Обсуждение проблемы Другого сегодня идет главным образом в рамках какого-либо актуального политического контекста, так что ее онтологический характер оказывается незаслуженно забытым. Вместе с тем следует вспомнить, что этой категории в феноменологии Гуссерля или Сартра придавалось более широкое значение. Концепций, где бы проблема Другого была обоснована с точки зрения онтологии, притом глубоко и всесторонне, не так много, и одной из них является концепция структурного психоанализа.
Структурный психоанализ базируется на синтезе положений классического психоанализа З. Фрейда и структурной лингвистики (в частности, положений концепций Ф. де Соссюра, К.-Л. Строса и Р.О. Якобсона). Основным его представителем является Ж. Лакан, осуществивший радикальный пересмотр традиционных понятий и законов психоанализа с позиций структурализма.
В основе лаканианской концепции лежит тезис о языковой природе бессознательного. Говоря о том, что бессознательное структурировано как язык, Лакан задает новый способ интерпретации бессознательных содержаний, связанный с уподоблением механизмов невротической защиты поэтическим тропам: «...механизмы, описанные Фрейдом как механизмы “первичного процесса”, т.е. механизмы, определяющие режим деятельности бессознательного, в точности соответствуют функциям, которые эта научная школа считает определяющими для двух наиболее ярких аспектов деятельности языка - метафоры и метонимии, т.е. эффектам замещения и комбинации означающих...» [1. С. 78].
Исходя из этого, симптом в аналитике Лакана предстает как метафорическое или метонимическое смещение смысла, замена одного означающего другим. Означающее, подвергающееся замещению, и является тем вытесненным содержанием, травматическим эпизодом биографии анализанта, которое подлежит экспликации. Оно получает название Реального, или травмы.
Задача психоаналитического дискурса состоит в том, чтобы прояснить субъекту смысл его собственной речи, вернув в нее недостающее измерение Реального. Бессознательное предстает в этой теории как пробел в речи: «Бессознательное есть та часть конкретного трансиндивидуального дискурса, которой не хватает субъекту для восстановления непрерывности своего сознательного дискурса. Симптом является здесь означающим вытесненного из сознания субъекта означаемого» [2. С. 43] .

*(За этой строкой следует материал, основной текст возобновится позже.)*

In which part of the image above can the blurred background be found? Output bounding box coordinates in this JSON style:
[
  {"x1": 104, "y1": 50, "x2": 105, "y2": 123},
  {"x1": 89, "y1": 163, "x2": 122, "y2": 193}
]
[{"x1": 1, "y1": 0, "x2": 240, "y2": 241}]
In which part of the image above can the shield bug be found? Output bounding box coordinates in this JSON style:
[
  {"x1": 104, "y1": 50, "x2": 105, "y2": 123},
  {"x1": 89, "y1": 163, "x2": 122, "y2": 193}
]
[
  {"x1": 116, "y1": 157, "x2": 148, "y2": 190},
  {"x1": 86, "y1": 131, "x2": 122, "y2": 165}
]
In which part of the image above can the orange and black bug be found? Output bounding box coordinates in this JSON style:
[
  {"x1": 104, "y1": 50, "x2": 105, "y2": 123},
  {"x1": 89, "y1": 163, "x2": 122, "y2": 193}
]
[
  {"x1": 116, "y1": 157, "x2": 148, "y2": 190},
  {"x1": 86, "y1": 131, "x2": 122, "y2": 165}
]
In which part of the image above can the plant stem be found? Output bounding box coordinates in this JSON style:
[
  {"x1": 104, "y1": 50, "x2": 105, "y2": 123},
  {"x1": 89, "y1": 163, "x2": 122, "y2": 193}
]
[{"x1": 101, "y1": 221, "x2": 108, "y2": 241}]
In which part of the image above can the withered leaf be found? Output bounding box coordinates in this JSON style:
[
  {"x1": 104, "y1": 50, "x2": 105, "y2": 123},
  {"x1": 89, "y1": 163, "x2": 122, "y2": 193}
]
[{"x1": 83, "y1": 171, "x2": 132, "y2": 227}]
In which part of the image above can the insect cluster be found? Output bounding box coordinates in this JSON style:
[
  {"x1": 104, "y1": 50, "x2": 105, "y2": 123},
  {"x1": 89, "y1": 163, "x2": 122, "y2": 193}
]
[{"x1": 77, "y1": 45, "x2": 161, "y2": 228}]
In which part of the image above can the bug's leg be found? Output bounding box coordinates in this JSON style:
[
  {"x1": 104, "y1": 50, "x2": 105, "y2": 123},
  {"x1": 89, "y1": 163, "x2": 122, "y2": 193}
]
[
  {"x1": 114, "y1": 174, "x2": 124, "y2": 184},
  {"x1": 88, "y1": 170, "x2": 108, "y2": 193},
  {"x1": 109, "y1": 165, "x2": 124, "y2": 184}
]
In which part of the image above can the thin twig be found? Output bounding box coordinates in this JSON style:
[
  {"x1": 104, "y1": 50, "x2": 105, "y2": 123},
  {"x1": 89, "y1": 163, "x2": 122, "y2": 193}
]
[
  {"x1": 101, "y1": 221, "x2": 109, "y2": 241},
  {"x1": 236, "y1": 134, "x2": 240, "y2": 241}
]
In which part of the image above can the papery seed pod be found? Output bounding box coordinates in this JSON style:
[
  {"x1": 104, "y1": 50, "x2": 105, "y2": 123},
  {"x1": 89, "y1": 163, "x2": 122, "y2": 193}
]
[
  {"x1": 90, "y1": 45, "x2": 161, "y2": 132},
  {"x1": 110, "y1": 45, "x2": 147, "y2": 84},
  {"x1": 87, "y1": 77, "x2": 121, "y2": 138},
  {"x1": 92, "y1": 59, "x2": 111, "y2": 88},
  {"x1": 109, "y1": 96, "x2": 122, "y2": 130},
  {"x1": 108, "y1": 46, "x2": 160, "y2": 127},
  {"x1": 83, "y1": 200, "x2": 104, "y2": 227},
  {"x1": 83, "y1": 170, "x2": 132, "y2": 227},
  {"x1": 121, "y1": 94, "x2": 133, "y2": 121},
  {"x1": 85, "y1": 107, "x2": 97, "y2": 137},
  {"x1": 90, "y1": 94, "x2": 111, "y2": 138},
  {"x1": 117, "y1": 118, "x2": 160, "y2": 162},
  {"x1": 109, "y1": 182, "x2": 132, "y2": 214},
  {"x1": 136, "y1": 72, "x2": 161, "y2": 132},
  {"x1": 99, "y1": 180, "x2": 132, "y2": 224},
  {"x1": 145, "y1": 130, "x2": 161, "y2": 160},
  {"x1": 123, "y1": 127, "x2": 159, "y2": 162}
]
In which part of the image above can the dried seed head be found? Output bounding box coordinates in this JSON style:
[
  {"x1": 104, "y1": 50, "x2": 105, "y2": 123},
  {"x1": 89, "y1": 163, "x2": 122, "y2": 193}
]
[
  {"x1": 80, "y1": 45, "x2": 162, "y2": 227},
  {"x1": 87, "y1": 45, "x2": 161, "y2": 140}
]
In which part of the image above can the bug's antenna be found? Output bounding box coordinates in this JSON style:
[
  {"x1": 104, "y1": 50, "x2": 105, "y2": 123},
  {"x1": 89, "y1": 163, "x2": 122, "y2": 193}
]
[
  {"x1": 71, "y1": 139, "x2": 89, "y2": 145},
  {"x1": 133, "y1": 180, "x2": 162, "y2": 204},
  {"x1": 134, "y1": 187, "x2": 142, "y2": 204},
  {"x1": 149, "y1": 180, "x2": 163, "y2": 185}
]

Возвращение субъекту связности дискурса, осуществление «полной» речи предполагает прояснение его отношений с тем адресатом, к которому он обращен в своем бессознательном. Этот адресат получает у Лакана название Другого с большой буквы (Autre). Бессознательный диалог анализанта со своим Другим являлся предметом истолкования в процессе анализа.
Следует сказать, что эти первоначально прикладные схемы нашли широкий отклик у представителей постструктурализма, оформившись в онтологические понятия, а оригинальные лакановские категории Реального, Символического, Воображаемого, равно как и его взгляд на проблему Другого, получают дальнейшее развитие в работах ряда современных авторов.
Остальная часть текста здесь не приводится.